Within that staff meeting concept, we’re also practicing autonomy, transparency, and accountability. Each team member was able to display their emotions in their own way, so everyone in the room understood, with the knowledge that there wouldn’t be retribution for expressing negative thoughts.

Find Time to Follow Up

Autonomy, transparency, and accountability are the essence of building trust, but follow-up is crucial. If a team member is repeatedly displaying negative emotions without any intervention from the team, it’s almost guaranteed to have consequences. That doesn’t mean convening some kind of special task force, but acknowledging one another’s feelings play a significant role. Otherwise, talking about emotions becomes a burden in and of itself. “Why should I tell you how I feel? It’s not like you care.”

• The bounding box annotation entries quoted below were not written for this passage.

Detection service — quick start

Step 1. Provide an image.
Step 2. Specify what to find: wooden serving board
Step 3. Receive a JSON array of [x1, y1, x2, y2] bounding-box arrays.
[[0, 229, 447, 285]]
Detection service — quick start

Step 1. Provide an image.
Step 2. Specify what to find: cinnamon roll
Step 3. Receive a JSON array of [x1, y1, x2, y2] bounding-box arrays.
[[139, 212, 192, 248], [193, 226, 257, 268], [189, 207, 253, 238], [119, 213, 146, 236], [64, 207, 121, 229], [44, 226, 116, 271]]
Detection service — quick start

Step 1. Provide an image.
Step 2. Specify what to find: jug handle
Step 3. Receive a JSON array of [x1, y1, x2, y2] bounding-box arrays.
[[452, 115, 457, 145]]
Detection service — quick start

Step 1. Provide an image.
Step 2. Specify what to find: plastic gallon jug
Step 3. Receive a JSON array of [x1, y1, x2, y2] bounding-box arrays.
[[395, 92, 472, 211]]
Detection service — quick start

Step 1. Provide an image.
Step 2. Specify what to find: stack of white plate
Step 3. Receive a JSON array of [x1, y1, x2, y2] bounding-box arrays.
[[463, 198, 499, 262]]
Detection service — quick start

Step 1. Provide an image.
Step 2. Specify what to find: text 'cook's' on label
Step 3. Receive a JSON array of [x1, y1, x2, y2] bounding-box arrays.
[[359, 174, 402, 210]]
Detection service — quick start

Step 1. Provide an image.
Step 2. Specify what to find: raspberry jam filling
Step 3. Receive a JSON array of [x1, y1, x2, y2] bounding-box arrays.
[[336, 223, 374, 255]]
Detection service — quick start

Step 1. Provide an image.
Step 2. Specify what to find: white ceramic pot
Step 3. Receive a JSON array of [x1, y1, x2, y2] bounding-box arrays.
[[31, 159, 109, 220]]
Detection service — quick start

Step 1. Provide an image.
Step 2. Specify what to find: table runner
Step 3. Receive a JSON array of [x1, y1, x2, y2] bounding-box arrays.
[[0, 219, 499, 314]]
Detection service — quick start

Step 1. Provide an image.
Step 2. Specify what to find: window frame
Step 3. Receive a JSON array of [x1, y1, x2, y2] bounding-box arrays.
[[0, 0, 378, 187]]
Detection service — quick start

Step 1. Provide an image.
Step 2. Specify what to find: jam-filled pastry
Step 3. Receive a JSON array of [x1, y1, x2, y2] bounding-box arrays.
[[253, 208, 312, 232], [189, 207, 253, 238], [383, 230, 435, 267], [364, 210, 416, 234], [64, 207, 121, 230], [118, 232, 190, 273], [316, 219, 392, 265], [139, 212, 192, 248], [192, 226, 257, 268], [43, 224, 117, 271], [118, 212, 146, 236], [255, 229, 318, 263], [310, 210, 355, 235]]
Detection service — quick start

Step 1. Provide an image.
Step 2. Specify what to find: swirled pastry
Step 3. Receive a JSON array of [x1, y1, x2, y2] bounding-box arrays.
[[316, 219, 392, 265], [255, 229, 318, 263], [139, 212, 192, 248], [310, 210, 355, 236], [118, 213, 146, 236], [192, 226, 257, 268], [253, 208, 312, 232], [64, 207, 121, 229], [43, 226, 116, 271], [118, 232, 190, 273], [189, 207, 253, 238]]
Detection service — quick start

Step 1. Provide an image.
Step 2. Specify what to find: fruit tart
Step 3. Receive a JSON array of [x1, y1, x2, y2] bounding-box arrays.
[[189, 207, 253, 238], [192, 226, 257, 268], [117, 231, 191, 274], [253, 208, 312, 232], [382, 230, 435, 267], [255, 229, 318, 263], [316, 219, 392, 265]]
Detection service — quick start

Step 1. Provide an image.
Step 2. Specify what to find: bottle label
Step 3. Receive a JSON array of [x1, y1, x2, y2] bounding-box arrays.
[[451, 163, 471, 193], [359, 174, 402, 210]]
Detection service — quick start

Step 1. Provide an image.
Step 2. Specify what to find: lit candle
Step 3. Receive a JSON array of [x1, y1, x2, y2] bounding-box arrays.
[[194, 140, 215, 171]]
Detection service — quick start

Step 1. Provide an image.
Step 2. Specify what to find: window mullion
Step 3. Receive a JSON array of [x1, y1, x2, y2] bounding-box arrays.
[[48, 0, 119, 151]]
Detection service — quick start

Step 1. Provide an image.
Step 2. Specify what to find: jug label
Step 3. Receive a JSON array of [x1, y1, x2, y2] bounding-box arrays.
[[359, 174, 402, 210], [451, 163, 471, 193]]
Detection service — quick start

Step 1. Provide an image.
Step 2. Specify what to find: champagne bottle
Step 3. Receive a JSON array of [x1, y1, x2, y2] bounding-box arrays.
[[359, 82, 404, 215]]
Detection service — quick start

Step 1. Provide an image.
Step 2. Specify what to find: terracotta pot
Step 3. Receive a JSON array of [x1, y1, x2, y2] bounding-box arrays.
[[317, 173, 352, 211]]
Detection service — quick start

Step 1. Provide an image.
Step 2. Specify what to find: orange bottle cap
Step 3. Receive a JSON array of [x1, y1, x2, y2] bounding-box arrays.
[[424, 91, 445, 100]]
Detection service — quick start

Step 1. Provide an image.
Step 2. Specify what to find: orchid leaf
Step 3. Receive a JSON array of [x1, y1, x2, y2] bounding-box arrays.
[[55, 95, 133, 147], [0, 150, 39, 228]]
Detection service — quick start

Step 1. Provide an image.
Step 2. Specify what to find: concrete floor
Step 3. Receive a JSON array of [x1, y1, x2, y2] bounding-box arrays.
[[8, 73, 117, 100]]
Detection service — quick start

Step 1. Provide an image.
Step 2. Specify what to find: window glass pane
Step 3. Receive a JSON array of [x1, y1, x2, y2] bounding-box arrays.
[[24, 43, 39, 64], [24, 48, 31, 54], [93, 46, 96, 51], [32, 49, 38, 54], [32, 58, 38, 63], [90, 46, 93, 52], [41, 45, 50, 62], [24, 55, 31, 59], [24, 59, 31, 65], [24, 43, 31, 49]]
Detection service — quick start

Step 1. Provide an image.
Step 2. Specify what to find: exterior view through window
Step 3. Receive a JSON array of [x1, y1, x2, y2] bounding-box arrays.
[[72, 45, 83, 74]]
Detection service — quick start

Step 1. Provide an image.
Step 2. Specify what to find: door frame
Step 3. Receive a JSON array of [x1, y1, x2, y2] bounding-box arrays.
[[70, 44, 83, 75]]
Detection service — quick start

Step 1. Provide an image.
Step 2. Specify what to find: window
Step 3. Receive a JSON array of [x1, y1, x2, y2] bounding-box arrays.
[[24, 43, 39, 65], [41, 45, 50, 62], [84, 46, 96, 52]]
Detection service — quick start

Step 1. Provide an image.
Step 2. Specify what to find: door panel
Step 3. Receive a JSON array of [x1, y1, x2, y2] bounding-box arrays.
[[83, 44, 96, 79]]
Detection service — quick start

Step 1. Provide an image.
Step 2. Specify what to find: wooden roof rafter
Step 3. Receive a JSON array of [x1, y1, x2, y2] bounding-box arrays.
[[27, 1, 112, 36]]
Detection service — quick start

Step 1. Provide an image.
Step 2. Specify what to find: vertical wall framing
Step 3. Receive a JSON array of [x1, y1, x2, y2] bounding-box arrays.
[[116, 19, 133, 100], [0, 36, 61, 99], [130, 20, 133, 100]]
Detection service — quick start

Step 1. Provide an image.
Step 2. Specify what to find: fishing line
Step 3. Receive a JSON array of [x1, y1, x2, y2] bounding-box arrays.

Create Structures to Resolve Conflict

It’s also important to create structures for resolving conflict that are rooted in SEL when it inevitably occurs. To reduce the chances of miscommunication, we need to develop a common language around emotions. We also need to create space to reflect upon our actions without judgment, but rather to understand what happened and come to terms with the consequences for all parties. That way, we can be accountable to each other.

Continue Building Resilience

A positive consequence of practicing adult SEL in schools is the resilience built within individual team members. Equipped with strategies for self-expression, a strong support network, and tools to manage conflict, teachers now have the ability to resolve some of their emotional issues on their own. Actively promoting SEL for teachers leaves individuals inspired to work on themselves, to recognize their own emotions, and effectively communicate when they need help. In a strong, supportive environment, people aren’t afraid to take an extra moment to pause, or to ask for help when they need it.

With teacher attrition rates increasing, many educators do not feel safe and supported in their schools (Carver-Thomas & Darling-Hammond, 2017). One of the biggest reasons for leaving a job is not feeling supported (Strauss, 2017). Adult SEL is a great way to build support networks in classrooms and beyond. Adults who practice SEL model behaviors for students. It creates an emotional trickle down effect. Now, you’re building community.

The work is not easy. It’s really hard. It requires vulnerability and, in the beginning, it might feel uncomfortable. But it’s worth it.

There are few things a strong team can’t overcome. In a school community, the impact is even greater. Schools are gateways into communities, unlike many other professions. Their reach can almost be immeasurable. When teachers, administrators, and staff start taking care of one another, it creates a powerful ripple effect that may be felt for miles around and for generations to come. Students who learn emotional skills from teachers modeling appropriate behavior will handle emotional situations better than counterparts who did not.

And those students will be able to pass along the skills they’ve learned to their teams when the time comes.

Simply put: the key for strong teams in school buildings is a solid emotional foundation. Like any other skill, we have to practice it regularly. As a team. With each other. For each other.